If they are all the same size you won't have a problem. As long as you don't mind feeding 2 reds and a black to the gold. 

-Kevin-


----------



## fishman2 (Nov 27, 2002)

Now there's a guy with confidence in his GOLD or is it a tin man?


----------



## Xenon (Nov 15, 2002)

I got money on the Black!!!








Seperate them dude, dont waste money.....


----------



## Myka (Jan 8, 2003)

Don't waste wild caught specimens.

The Black Rhom needs to have an aquarium of his own. They do NOT tolerate ANY tankmates.

The Gold Spilo can be shoaled with other Golds, but this is an adventure best suited to experienced P owners.

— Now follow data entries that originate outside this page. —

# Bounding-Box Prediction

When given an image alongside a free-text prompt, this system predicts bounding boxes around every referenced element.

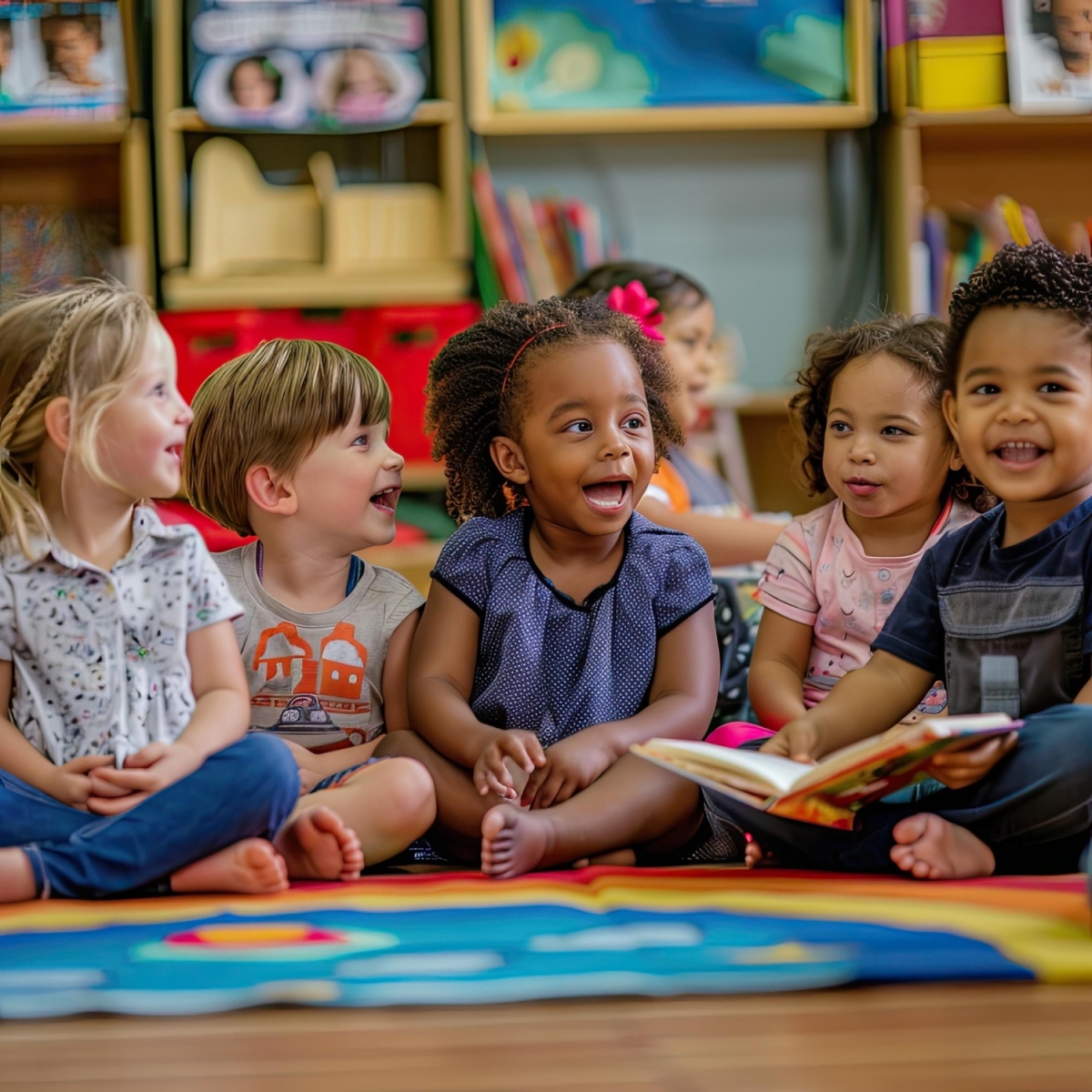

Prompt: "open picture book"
[630,713,1023,830]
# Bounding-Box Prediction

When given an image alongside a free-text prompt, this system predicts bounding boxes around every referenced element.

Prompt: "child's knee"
[220,732,299,810]
[383,760,436,837]
[372,728,428,758]
[1014,704,1092,786]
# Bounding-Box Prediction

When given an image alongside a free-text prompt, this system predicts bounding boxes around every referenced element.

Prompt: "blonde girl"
[0,283,359,902]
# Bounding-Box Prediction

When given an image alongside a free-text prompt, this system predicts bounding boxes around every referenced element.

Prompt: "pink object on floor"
[705,721,777,747]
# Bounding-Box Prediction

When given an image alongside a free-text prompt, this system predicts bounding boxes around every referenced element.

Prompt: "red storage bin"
[159,301,481,462]
[354,302,481,462]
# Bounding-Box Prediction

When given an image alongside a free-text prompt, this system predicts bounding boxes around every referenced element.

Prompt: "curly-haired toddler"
[376,299,717,877]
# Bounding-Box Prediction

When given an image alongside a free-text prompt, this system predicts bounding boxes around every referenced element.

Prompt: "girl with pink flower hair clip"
[568,262,784,566]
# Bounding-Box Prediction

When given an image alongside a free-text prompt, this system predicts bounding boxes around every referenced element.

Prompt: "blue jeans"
[705,705,1092,875]
[0,733,299,899]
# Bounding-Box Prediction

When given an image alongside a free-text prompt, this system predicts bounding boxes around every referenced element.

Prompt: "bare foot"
[170,837,288,895]
[481,804,553,880]
[891,814,994,880]
[0,850,38,902]
[273,808,364,880]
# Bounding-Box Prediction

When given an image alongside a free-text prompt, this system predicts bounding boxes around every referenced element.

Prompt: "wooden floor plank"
[6,984,1092,1092]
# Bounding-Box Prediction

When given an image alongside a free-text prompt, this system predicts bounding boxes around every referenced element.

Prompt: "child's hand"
[87,741,203,815]
[759,716,820,765]
[50,754,114,812]
[520,728,618,808]
[925,732,1016,788]
[474,730,546,801]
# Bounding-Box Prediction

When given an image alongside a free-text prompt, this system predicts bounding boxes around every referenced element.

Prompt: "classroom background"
[6,0,1092,598]
[0,0,1092,1092]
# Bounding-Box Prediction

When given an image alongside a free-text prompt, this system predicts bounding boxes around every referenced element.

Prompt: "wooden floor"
[0,984,1092,1092]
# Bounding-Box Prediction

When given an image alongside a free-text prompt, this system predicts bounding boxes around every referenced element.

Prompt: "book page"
[638,739,814,796]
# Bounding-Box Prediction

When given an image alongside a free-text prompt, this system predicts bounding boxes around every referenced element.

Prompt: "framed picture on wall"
[1005,0,1092,114]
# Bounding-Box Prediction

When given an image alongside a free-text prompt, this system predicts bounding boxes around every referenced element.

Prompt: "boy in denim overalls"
[708,242,1092,879]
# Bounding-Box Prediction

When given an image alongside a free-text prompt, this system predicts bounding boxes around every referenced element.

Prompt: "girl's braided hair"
[425,298,682,522]
[945,240,1092,389]
[0,280,161,557]
[788,315,997,512]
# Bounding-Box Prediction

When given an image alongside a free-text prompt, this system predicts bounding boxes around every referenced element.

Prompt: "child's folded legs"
[9,733,299,899]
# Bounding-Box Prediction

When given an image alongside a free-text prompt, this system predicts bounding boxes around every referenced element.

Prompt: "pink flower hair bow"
[607,280,664,340]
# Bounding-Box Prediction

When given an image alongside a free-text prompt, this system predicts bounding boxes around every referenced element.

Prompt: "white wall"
[486,132,877,389]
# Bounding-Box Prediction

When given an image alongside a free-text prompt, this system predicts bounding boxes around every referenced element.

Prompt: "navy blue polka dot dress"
[432,508,713,747]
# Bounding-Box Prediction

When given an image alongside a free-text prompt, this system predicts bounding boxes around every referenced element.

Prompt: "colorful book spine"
[470,155,528,302]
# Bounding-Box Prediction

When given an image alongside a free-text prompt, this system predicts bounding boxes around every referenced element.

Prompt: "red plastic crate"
[159,301,481,462]
[354,302,481,462]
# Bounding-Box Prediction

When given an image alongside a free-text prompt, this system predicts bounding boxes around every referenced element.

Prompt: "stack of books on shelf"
[470,145,617,307]
[911,196,1092,318]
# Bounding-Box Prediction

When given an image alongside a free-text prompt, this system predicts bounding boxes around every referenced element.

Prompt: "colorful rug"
[0,868,1092,1017]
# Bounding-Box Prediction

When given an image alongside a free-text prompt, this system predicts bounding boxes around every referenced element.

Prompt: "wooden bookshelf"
[153,0,470,310]
[884,107,1092,311]
[463,0,875,136]
[0,0,155,295]
[895,106,1092,129]
[167,98,459,133]
[0,118,129,147]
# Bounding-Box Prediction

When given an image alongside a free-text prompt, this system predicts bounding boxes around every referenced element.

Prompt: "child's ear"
[940,391,959,446]
[490,436,531,485]
[245,466,299,515]
[45,398,72,454]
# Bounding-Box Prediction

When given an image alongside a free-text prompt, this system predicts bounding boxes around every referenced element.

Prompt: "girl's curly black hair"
[425,298,682,522]
[945,240,1092,389]
[564,262,709,315]
[788,315,997,512]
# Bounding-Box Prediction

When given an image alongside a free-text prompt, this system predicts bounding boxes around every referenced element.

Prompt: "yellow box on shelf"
[907,34,1009,110]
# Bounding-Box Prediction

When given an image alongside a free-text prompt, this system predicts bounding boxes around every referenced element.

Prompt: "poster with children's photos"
[1005,0,1092,114]
[189,0,428,132]
[0,0,126,125]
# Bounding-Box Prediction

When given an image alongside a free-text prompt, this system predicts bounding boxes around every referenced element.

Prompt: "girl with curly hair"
[567,261,785,566]
[748,315,984,743]
[709,241,1092,880]
[376,299,717,877]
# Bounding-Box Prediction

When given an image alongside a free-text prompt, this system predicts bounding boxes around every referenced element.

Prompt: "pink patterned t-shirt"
[754,499,977,712]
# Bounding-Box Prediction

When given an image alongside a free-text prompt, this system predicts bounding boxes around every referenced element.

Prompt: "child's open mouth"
[993,440,1046,470]
[584,479,633,512]
[370,485,402,515]
[845,479,879,497]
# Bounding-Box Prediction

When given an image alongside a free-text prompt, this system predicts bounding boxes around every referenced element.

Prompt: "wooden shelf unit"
[884,107,1092,311]
[167,98,459,133]
[153,0,470,310]
[463,0,875,136]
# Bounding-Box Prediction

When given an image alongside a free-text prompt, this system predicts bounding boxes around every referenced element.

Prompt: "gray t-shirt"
[214,542,425,752]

The Reds can be shoaled with any other P in the Pygocentrus genus. This includes Piraya, Caribe, and Ternetzi. You said it's a 55 gallon? That tank is FULL with 3 Red Bellies in it.

Mindy


----------



## tommo (Jan 16, 2003)

i dont know bout the gold bein a tin man,are you sure its not a f-in rusty sub......with nukes! 
that was one hell of a prediction.
???


----------



## thePACK (Jan 3, 2003)

what the best part is going to be is too see your face when you see only p head bobbing in your tank.don't mix.


----------



## RHOM (Jan 28, 2003)

yea u can do that it will make ur black p really happy cuz he's going to have a feast of 2 reds and 1 gold in about 1 hour


----------



## fishman2 (Nov 27, 2002)

Now THAT I can agree with.


----------



## Guest (Jan 29, 2003)

If you do it, atleast make a video clip. I'd give it a couple days and there should be some carnage.


----------